Media within the United States is completely out of hand. What our news stations play is being significantly influenced by their commercial advertisements, so we aren’t getting all the important news stories from the sources that many Americans are completely dependent upon. The “chances that a problem will receive much attention - or have societal resources mobilized against it - are almost nil without media coverage” (Heiner, 17). The media has also been blamed “for promoting violence and sexism, racism, homophobia, ageism, and other oppressive phenomena” (Kellner,1). It is important that change occurs within the U.S. media structure because “Brent Cunningham writes in the Columbia Journalism Review ‘the press has the power to shape how people think about what’s important, in effect to shape reality’ “(Heiner, 17).

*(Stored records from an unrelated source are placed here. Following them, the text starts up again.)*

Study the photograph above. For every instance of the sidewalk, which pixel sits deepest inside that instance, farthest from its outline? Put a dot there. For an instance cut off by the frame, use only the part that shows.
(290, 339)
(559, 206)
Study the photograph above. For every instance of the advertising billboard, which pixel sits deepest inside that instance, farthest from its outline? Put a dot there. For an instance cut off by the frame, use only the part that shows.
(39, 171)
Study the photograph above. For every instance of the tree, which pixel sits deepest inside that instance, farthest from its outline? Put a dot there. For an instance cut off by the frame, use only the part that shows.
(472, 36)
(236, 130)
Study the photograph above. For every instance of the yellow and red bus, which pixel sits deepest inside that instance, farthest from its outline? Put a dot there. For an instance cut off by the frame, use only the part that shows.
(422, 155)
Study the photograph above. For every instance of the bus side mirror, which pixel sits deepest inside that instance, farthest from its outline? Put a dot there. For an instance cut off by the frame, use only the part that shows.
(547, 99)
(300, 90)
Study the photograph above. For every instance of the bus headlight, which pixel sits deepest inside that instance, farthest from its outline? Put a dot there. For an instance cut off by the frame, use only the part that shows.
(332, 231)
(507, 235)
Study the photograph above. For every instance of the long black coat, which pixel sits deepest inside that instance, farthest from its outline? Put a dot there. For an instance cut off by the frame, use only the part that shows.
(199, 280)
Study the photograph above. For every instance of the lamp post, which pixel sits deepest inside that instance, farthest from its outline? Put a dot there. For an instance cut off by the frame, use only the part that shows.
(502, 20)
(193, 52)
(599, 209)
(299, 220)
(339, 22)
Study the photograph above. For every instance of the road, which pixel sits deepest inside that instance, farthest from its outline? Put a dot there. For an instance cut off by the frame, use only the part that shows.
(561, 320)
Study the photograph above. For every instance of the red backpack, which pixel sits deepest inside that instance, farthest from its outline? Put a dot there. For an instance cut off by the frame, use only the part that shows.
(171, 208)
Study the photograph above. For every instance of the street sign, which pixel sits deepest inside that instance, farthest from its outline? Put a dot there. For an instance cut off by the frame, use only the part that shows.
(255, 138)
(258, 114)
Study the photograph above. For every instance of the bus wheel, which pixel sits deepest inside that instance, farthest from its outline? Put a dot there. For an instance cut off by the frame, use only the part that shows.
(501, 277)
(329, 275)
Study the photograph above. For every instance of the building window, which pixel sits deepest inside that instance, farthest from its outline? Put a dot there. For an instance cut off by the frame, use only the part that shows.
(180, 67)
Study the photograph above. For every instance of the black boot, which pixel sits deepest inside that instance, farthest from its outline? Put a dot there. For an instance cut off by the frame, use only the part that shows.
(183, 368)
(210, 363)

The film Toxic Sludge is Good for You explains that the public relations industry is a multibillion dollar industry controlled by the advertisement industry and it’s job is to manipulate public opinion, news information, and public policy on behalf of it’s clients. In order to challenge it’s hold on U.S. ‘democracy’, more people need to question the experts and be aware of how public relations is spending it’s money. Critical Constructionist are among the people who are aware extent to which the public relation industry is creating issues, which is why it is integral to the social problems that they study.
2.) A. State some evidence that since the 70s the American middle class hasn’t prospered as much as is commonly believed.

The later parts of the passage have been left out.